煙
伊勢を出、近江へと進軍していた御本所・北畠(織田)三介の背後に異変があった。先年、織田家は伊賀を攻略していたが、その殺戮は凄まじいもので、伊賀の人々は織田家に恨みを持っていた。その伊賀の土豪達が、明智の謀反を知り、決起する動きを見せたのである。三介は背後を脅かされ、せっかく土山付近まで来たのに、それ以上は迂闊に前進できなくなった。
御台達を抱えた蒲生家は、三介をあてにできなくなった。じっと籠城に堪えなければならない。
対上杉戦に明け暮れる越中の柴田勝家らは、まだ畿内に戻れる見込みなく。上野の滝川一益は信長の死さえ知るまい。
ただ、神戸三七郎はすでに行動していた。四国攻めをする予定で堺にいた三七郎は、副将として大坂にいた津田信澄を討った。信澄は信長の甥だが、明智光秀の娘婿。光秀から密命を受けているかもしれない故に。
それで、光秀は明智秀満に安土を任せ、自身は坂本城に帰った。そして、三七郎との戦に備えたのである。
三介の援軍が期待できず、 危機感を募らせ、城の背後から大河原越えで御台たちを逃亡させることさえ考えた蒲生家だったが、これで近辺にいる敵は、秀満の兵三千余だけになった。光秀の本隊が周辺から消えてくれたのは、幸いだった。
秀満は安土城を固守する必要から、日野攻めに兵を割くことできず、日野には攻めてこなくなった。とはいえ、安土に敵がいるには変わりなく、蒲生家としても、気が抜けない状況に変わりはない。
それに、畿内周辺の大名が、光秀に従う可能性が高いのだ。丹後の細川藤孝は、昔から光秀と苦楽を共にした仲だし、嫡男の忠興は光秀の娘婿でもある。大和の筒井家も光秀と姻戚関係にある。彼等の動向によっては、蒲生家は危険である。
ところが、ここに、誰もが思いもしなかった奇跡が起きた。
六月十日、中国の毛利と戦っていたはずの羽柴秀吉が、姫路に現れたのである。凄まじい速さで、上洛を目指しているという。
蒲生家ではまだ知る由もなかったが。
秀吉の中国大返しである。それを知り、各地の領主は続々と秀吉に従っている。
光秀が期待した細川、筒井はかえって従わなくなった。光秀は頼みの大名に無視され、孤立。

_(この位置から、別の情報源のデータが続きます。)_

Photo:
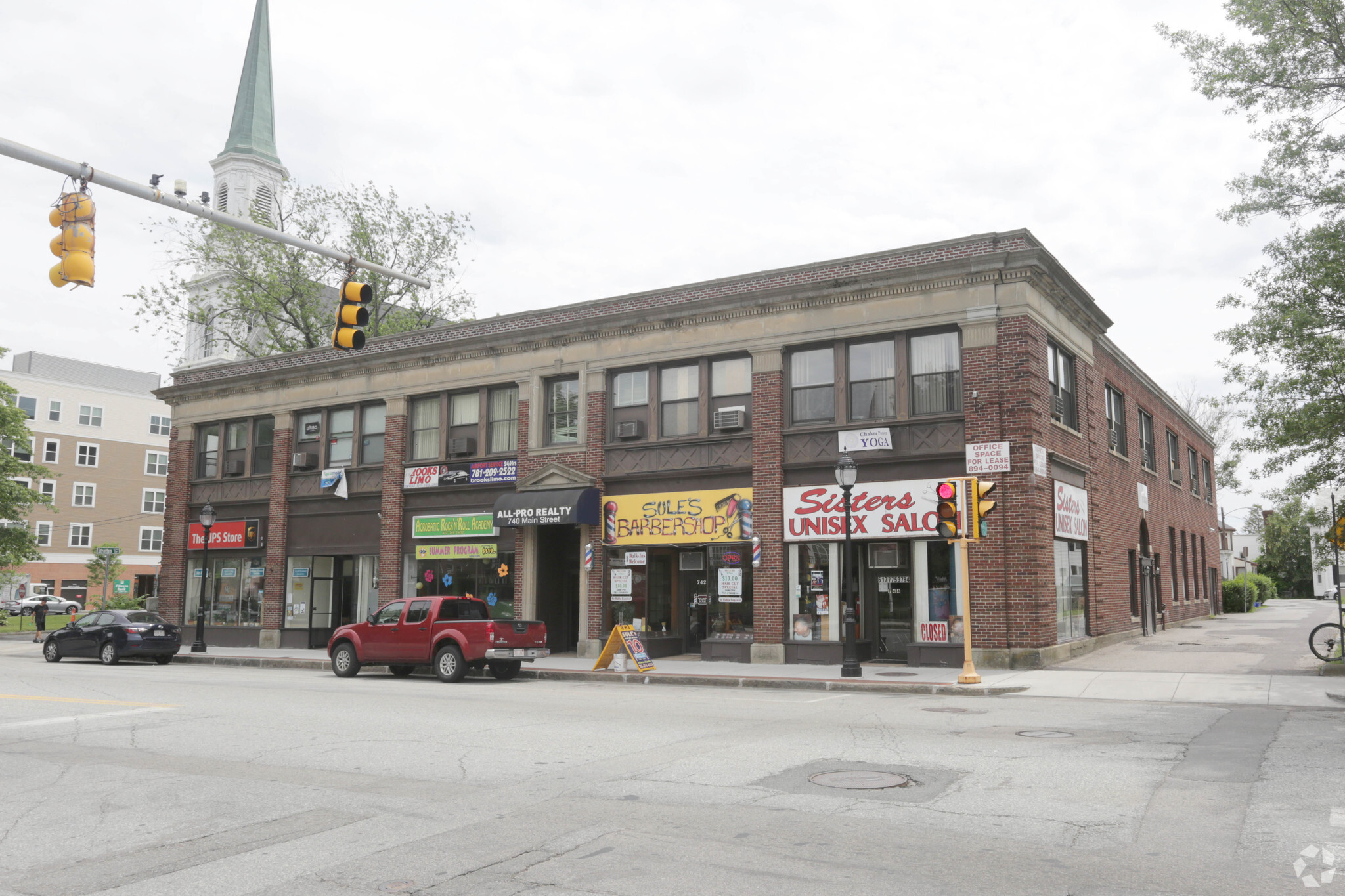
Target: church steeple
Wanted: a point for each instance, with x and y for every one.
(254, 129)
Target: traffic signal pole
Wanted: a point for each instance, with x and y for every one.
(85, 172)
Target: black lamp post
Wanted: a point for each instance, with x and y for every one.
(208, 519)
(847, 476)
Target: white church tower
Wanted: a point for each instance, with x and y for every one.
(248, 177)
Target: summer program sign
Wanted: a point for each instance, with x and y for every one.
(1071, 512)
(879, 511)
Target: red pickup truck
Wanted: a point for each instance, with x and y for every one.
(451, 634)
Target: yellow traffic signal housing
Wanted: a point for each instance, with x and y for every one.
(981, 507)
(947, 509)
(351, 313)
(74, 244)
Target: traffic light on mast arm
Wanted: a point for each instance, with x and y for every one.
(73, 214)
(981, 507)
(947, 509)
(351, 313)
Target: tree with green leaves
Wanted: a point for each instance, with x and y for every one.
(18, 543)
(1286, 547)
(261, 297)
(1287, 77)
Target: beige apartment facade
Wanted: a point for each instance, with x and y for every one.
(104, 437)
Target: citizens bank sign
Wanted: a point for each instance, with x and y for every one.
(879, 511)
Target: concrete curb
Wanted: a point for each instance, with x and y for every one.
(640, 679)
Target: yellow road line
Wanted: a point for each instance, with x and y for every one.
(106, 703)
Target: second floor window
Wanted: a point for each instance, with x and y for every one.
(341, 437)
(935, 373)
(1146, 442)
(1115, 408)
(372, 435)
(1060, 372)
(813, 378)
(426, 429)
(502, 406)
(680, 400)
(563, 412)
(873, 381)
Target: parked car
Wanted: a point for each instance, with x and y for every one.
(54, 605)
(450, 634)
(115, 634)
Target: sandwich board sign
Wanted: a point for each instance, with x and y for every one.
(628, 640)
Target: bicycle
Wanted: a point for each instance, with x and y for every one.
(1327, 641)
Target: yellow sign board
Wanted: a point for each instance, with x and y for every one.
(628, 640)
(678, 517)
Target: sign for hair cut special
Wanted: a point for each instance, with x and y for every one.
(678, 517)
(877, 511)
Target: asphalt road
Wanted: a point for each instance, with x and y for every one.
(144, 779)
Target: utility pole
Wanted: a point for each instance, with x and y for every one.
(87, 174)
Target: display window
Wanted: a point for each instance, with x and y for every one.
(487, 578)
(233, 587)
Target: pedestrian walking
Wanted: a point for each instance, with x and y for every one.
(39, 620)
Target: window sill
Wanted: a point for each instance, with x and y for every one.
(1067, 429)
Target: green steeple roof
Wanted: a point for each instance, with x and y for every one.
(254, 129)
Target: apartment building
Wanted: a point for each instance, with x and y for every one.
(104, 437)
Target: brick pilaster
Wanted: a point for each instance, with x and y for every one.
(393, 505)
(767, 494)
(277, 531)
(173, 565)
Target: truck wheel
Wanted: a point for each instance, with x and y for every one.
(505, 671)
(345, 661)
(449, 664)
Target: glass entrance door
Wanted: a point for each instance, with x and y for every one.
(887, 580)
(1070, 591)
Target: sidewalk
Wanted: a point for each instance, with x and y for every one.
(1091, 684)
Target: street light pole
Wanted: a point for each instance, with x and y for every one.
(847, 475)
(208, 521)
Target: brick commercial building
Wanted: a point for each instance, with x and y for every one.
(653, 437)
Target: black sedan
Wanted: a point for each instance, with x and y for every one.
(115, 634)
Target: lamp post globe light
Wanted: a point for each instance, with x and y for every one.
(208, 519)
(847, 476)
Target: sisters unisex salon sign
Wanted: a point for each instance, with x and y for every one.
(879, 511)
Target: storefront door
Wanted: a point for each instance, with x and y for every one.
(1070, 591)
(558, 585)
(887, 585)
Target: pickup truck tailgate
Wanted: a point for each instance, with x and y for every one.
(517, 639)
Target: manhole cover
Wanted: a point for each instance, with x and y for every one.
(860, 779)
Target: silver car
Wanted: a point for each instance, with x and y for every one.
(54, 605)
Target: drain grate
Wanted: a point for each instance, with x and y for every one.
(860, 779)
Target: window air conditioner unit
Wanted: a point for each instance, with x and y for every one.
(730, 418)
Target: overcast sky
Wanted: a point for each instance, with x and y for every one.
(603, 148)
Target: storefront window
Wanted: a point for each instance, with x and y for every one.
(233, 589)
(487, 578)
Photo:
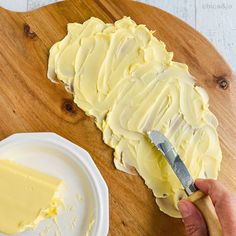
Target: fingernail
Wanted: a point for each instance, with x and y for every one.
(184, 210)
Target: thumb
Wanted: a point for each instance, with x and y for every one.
(193, 221)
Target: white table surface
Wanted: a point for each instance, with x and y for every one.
(216, 19)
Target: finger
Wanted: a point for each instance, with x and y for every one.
(193, 220)
(225, 203)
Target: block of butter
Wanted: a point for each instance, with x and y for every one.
(27, 196)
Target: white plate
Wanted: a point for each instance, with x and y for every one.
(84, 191)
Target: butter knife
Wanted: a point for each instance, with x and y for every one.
(202, 201)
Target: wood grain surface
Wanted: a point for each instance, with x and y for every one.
(31, 103)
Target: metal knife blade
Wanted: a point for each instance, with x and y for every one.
(168, 151)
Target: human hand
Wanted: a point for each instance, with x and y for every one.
(225, 206)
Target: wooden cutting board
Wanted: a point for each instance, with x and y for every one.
(31, 103)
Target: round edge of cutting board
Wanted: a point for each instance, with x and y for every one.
(99, 184)
(214, 70)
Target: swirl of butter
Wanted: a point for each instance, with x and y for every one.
(124, 77)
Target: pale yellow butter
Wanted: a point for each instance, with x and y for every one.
(124, 77)
(27, 196)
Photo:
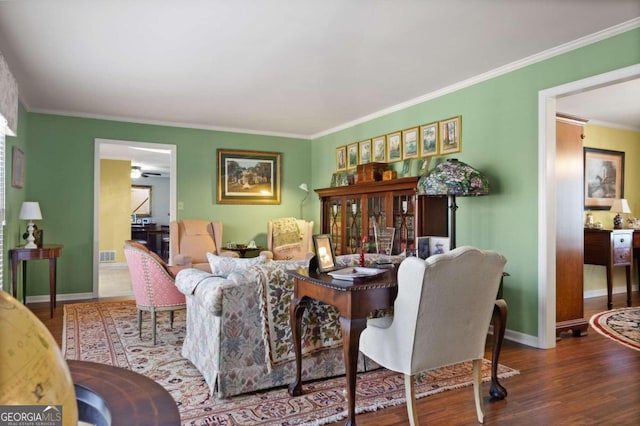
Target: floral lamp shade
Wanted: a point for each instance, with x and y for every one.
(453, 177)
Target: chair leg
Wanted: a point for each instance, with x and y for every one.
(153, 325)
(477, 389)
(410, 394)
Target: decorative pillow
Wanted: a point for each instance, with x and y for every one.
(224, 265)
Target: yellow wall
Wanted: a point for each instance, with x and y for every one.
(115, 206)
(629, 142)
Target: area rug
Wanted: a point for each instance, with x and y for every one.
(107, 333)
(621, 325)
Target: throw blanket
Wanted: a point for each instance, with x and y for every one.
(320, 326)
(285, 233)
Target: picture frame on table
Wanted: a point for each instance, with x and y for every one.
(603, 177)
(429, 140)
(341, 158)
(325, 253)
(248, 177)
(365, 151)
(394, 147)
(410, 143)
(352, 156)
(450, 135)
(379, 149)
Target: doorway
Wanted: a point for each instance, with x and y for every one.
(158, 161)
(547, 208)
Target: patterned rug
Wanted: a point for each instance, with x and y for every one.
(107, 333)
(621, 325)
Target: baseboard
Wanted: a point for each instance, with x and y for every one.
(60, 297)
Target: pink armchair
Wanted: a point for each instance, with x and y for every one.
(153, 284)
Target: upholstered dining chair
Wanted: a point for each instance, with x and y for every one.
(289, 239)
(153, 284)
(441, 317)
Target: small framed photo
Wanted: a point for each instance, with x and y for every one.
(324, 252)
(423, 247)
(438, 245)
(410, 143)
(379, 149)
(341, 158)
(394, 147)
(365, 151)
(352, 156)
(450, 135)
(429, 140)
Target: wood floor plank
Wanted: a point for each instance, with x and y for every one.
(587, 380)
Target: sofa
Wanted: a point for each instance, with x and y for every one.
(238, 334)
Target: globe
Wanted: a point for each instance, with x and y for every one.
(33, 371)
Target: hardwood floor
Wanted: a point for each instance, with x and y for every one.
(587, 380)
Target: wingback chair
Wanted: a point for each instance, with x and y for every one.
(153, 284)
(192, 239)
(289, 239)
(441, 316)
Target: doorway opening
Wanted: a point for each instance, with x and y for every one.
(111, 276)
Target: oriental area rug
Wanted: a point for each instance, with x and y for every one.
(107, 333)
(620, 325)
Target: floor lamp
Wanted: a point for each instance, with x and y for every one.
(453, 179)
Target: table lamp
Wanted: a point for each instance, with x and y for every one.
(453, 178)
(619, 205)
(30, 211)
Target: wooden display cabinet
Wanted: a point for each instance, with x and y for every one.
(348, 213)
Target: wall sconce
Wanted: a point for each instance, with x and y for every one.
(30, 211)
(305, 188)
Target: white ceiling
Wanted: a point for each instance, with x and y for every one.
(299, 68)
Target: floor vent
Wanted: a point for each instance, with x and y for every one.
(107, 256)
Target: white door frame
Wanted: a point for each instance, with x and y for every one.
(547, 192)
(96, 191)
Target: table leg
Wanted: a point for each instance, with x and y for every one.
(52, 285)
(499, 319)
(351, 330)
(296, 310)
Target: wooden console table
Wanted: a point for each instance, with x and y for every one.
(21, 254)
(121, 395)
(355, 300)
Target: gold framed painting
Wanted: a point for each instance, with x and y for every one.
(429, 140)
(379, 149)
(341, 158)
(451, 135)
(410, 143)
(248, 177)
(365, 151)
(394, 147)
(352, 156)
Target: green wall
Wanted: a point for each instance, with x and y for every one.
(499, 133)
(500, 138)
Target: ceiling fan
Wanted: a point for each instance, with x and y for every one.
(136, 172)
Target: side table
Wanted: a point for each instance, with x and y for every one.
(21, 254)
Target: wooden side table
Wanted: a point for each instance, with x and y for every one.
(21, 254)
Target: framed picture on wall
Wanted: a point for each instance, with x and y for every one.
(379, 149)
(603, 178)
(248, 177)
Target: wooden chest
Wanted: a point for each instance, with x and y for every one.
(370, 172)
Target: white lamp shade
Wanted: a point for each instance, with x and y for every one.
(620, 205)
(30, 211)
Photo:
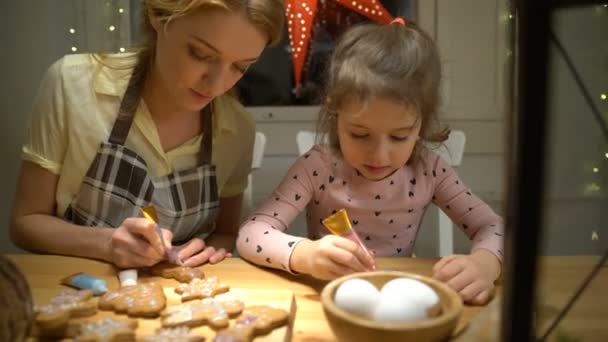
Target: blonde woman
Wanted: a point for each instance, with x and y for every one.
(115, 133)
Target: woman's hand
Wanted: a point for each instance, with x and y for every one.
(329, 257)
(472, 276)
(196, 252)
(135, 243)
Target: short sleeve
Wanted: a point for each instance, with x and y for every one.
(47, 139)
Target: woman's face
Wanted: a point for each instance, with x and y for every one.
(203, 55)
(377, 137)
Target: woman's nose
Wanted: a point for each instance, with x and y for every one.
(214, 82)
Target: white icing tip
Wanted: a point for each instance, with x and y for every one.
(128, 277)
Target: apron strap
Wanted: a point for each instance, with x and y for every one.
(128, 106)
(205, 151)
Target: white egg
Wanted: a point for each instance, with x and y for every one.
(398, 309)
(419, 292)
(357, 296)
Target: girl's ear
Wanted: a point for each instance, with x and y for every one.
(154, 21)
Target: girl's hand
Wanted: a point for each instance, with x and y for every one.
(472, 276)
(329, 257)
(135, 243)
(195, 252)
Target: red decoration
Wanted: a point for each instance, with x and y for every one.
(300, 15)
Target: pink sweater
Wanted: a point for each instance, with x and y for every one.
(386, 214)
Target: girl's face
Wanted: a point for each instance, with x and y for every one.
(377, 137)
(203, 55)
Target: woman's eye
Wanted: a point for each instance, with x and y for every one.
(358, 136)
(241, 69)
(194, 54)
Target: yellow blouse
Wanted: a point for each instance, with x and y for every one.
(75, 110)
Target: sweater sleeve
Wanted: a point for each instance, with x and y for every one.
(473, 216)
(262, 238)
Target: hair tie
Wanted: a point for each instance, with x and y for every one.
(399, 21)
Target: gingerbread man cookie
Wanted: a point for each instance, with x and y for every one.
(52, 318)
(183, 274)
(253, 321)
(107, 329)
(141, 300)
(181, 334)
(201, 288)
(214, 312)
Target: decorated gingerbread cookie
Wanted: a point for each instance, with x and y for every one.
(183, 274)
(201, 288)
(52, 318)
(181, 334)
(211, 311)
(253, 321)
(141, 300)
(107, 329)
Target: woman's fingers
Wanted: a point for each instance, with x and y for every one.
(200, 258)
(167, 237)
(128, 243)
(145, 229)
(218, 256)
(191, 248)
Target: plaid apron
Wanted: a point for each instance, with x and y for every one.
(117, 184)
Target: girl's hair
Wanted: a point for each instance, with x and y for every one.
(398, 62)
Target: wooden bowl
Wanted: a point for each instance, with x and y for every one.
(350, 327)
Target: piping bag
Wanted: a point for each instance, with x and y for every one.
(150, 213)
(339, 224)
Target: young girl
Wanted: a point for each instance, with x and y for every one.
(382, 98)
(113, 134)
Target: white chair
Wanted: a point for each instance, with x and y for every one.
(305, 140)
(451, 151)
(256, 162)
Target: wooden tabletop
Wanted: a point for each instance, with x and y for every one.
(560, 276)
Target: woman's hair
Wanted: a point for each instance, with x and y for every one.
(267, 15)
(397, 62)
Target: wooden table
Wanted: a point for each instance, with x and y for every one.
(560, 276)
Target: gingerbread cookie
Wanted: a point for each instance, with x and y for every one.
(201, 288)
(183, 274)
(142, 300)
(214, 312)
(253, 321)
(107, 329)
(181, 334)
(52, 318)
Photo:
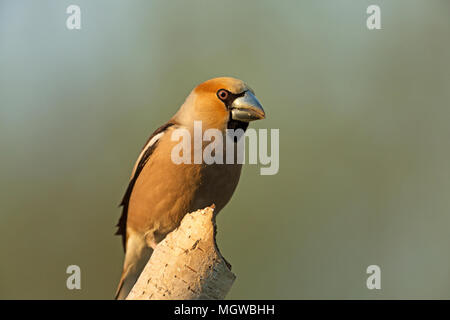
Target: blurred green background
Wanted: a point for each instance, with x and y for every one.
(364, 127)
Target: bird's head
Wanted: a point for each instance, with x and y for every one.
(221, 103)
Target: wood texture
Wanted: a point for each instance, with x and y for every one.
(187, 264)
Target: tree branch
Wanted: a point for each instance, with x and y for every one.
(187, 264)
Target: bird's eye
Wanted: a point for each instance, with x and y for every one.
(222, 94)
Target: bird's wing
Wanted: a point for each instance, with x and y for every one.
(146, 152)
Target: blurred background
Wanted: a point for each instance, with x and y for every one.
(364, 140)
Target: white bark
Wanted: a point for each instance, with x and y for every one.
(187, 264)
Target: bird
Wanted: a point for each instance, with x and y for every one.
(160, 192)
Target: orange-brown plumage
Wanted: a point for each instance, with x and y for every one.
(162, 192)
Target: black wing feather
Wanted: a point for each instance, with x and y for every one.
(122, 224)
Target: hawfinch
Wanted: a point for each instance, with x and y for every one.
(161, 192)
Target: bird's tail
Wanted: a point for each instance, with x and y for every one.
(136, 257)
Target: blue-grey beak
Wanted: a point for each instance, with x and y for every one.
(247, 108)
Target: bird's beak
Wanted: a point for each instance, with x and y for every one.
(247, 108)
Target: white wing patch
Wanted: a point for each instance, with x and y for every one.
(148, 145)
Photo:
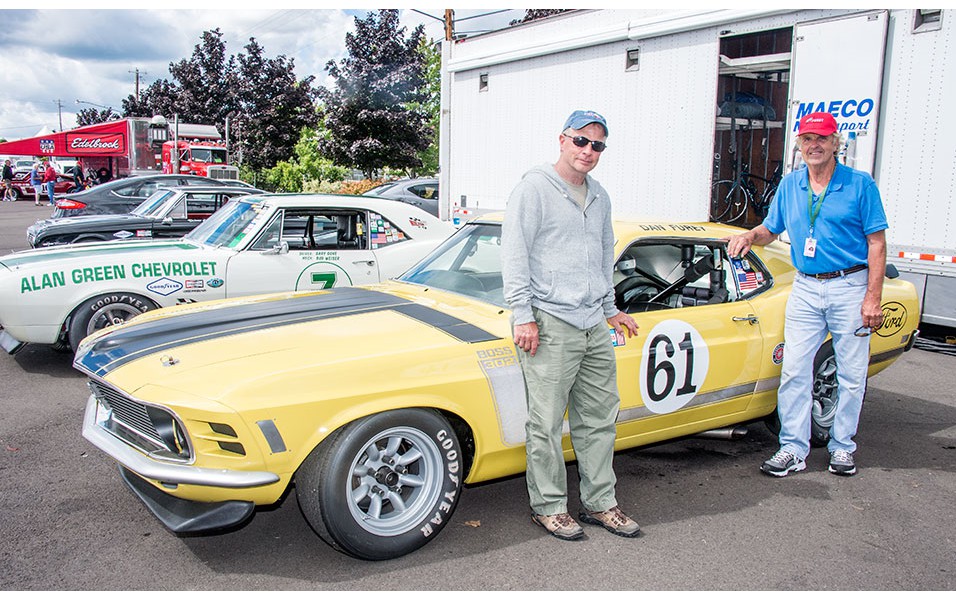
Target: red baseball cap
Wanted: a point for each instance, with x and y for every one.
(819, 123)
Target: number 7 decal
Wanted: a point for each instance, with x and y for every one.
(675, 363)
(327, 280)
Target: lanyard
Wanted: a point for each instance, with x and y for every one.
(814, 209)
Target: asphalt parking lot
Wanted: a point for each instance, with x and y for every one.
(710, 519)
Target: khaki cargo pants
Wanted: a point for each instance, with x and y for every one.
(573, 370)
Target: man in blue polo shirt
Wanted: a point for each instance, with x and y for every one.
(837, 227)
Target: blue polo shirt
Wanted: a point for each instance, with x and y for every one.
(851, 210)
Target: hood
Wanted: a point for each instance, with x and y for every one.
(83, 221)
(335, 339)
(75, 254)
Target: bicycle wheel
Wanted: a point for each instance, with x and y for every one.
(728, 201)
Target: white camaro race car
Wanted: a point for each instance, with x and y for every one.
(255, 244)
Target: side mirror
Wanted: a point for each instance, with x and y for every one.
(280, 248)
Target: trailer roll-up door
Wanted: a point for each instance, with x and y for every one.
(837, 67)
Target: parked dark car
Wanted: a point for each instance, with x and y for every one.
(167, 213)
(120, 196)
(23, 189)
(422, 192)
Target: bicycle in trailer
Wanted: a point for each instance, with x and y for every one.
(730, 198)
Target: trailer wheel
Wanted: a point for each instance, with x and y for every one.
(105, 310)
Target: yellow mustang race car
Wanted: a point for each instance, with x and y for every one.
(381, 401)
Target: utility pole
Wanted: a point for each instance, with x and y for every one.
(137, 71)
(59, 112)
(449, 24)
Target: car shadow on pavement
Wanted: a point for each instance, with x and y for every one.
(694, 480)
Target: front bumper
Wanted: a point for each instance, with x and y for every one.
(187, 516)
(167, 473)
(9, 343)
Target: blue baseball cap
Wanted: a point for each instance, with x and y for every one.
(582, 118)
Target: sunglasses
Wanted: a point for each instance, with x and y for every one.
(580, 141)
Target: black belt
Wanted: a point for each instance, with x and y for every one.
(835, 274)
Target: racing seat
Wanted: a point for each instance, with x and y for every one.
(347, 237)
(694, 296)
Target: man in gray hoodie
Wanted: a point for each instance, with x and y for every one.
(558, 259)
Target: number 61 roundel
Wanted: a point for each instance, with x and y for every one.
(674, 366)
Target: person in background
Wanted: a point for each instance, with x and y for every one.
(837, 227)
(49, 180)
(558, 258)
(8, 182)
(79, 182)
(36, 181)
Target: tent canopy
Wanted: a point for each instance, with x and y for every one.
(102, 139)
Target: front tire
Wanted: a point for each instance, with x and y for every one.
(824, 392)
(382, 486)
(105, 310)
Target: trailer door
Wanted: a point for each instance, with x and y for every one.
(837, 67)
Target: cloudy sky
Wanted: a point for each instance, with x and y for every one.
(49, 59)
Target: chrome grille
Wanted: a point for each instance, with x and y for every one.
(137, 423)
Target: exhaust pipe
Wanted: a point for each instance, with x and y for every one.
(738, 432)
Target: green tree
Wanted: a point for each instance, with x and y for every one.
(431, 106)
(307, 168)
(369, 110)
(268, 105)
(274, 106)
(203, 90)
(91, 116)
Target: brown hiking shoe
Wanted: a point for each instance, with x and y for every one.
(614, 520)
(561, 526)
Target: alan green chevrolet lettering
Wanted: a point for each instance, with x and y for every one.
(253, 244)
(81, 275)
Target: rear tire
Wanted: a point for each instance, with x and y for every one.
(105, 310)
(382, 486)
(825, 392)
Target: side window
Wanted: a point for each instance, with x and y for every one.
(316, 230)
(179, 211)
(383, 232)
(424, 191)
(200, 206)
(660, 274)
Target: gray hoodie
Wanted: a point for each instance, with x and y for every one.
(555, 256)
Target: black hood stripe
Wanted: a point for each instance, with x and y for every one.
(138, 340)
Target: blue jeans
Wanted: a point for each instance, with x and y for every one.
(816, 307)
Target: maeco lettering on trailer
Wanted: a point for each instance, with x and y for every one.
(84, 275)
(852, 114)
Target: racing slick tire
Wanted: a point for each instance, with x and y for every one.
(384, 485)
(825, 391)
(105, 310)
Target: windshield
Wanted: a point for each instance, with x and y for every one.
(209, 155)
(376, 191)
(468, 263)
(231, 225)
(153, 202)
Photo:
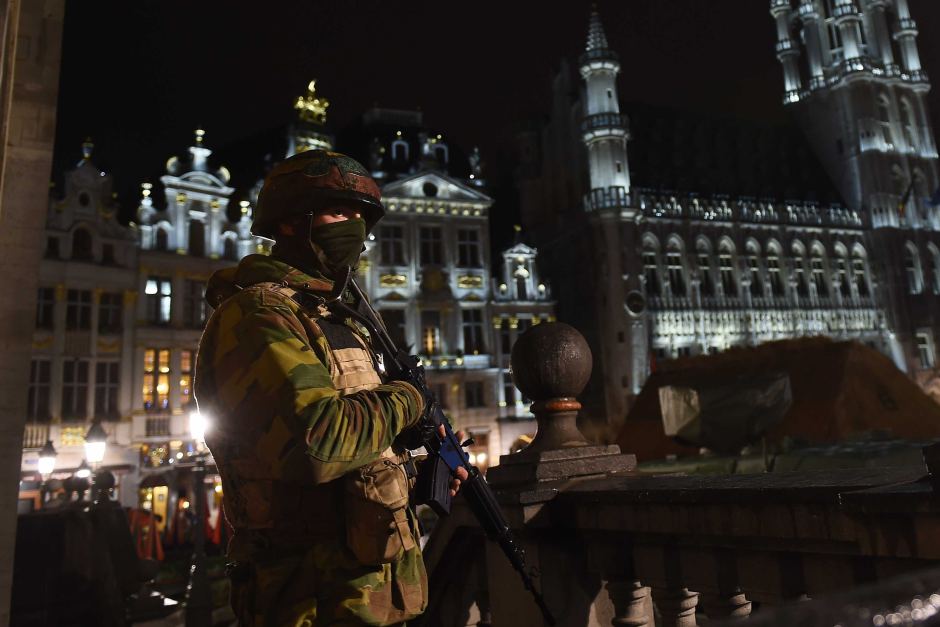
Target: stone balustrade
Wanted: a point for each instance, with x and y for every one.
(610, 546)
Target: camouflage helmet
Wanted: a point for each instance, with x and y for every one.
(311, 180)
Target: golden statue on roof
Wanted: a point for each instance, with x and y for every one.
(310, 108)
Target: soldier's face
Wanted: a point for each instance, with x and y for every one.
(337, 213)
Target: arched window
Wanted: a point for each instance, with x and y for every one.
(230, 250)
(818, 271)
(651, 268)
(675, 269)
(934, 256)
(799, 270)
(162, 240)
(884, 119)
(753, 269)
(913, 270)
(860, 272)
(907, 124)
(726, 269)
(774, 270)
(704, 258)
(81, 245)
(197, 238)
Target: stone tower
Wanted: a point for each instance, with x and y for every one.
(852, 76)
(622, 319)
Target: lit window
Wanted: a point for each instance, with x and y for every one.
(40, 382)
(726, 272)
(473, 393)
(819, 276)
(106, 389)
(194, 303)
(705, 270)
(74, 389)
(45, 308)
(156, 380)
(842, 274)
(676, 272)
(473, 331)
(109, 312)
(915, 283)
(432, 251)
(431, 332)
(925, 349)
(753, 268)
(392, 245)
(78, 310)
(651, 273)
(158, 292)
(468, 248)
(861, 276)
(773, 273)
(186, 377)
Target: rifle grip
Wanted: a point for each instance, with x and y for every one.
(433, 485)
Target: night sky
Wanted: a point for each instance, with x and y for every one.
(139, 76)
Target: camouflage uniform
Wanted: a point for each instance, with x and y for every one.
(303, 429)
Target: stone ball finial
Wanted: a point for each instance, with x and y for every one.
(551, 360)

その間にも秀吉は進軍し、三七郎と合流した。先鋒高山右近。四万一千。
六月十三日、山城国山崎で、ついに光秀軍一万三千と合戦に及んだ。
三七郎と秀吉の前に、味方のない光秀は完敗し、逃亡するも、落ち武者狩りに遭って死んだ。
翌日、秀満は安土城を出て坂本城へ移ったが、堀秀政に攻められ、滅んだ。
その日、ようやく日野にも平穏が訪れた。忠三郎はすぐに上洛して、信長の家族が無事であることを秀吉に報告した。
だが、山崎の合戦の結果と、安土城から敵が去ったとの吉報の後、日野には驚くべき悲報が届けられていた。安土城が炎上したというのだ。
御台はじめ、織田家の人々は言葉を失った。
「明智秀満の残党か?盗賊の仕業か?」
「近くに三介様の軍勢がいましたが……」
「三介がいかなる理由で父の城を焼くというのじゃ!」
御台も大方殿も眦をつりあげた。
三介。そして、三七郎と秀吉も、安土へ入ったという。賢秀はいち早く手勢を引き連れ、安土へ向かった。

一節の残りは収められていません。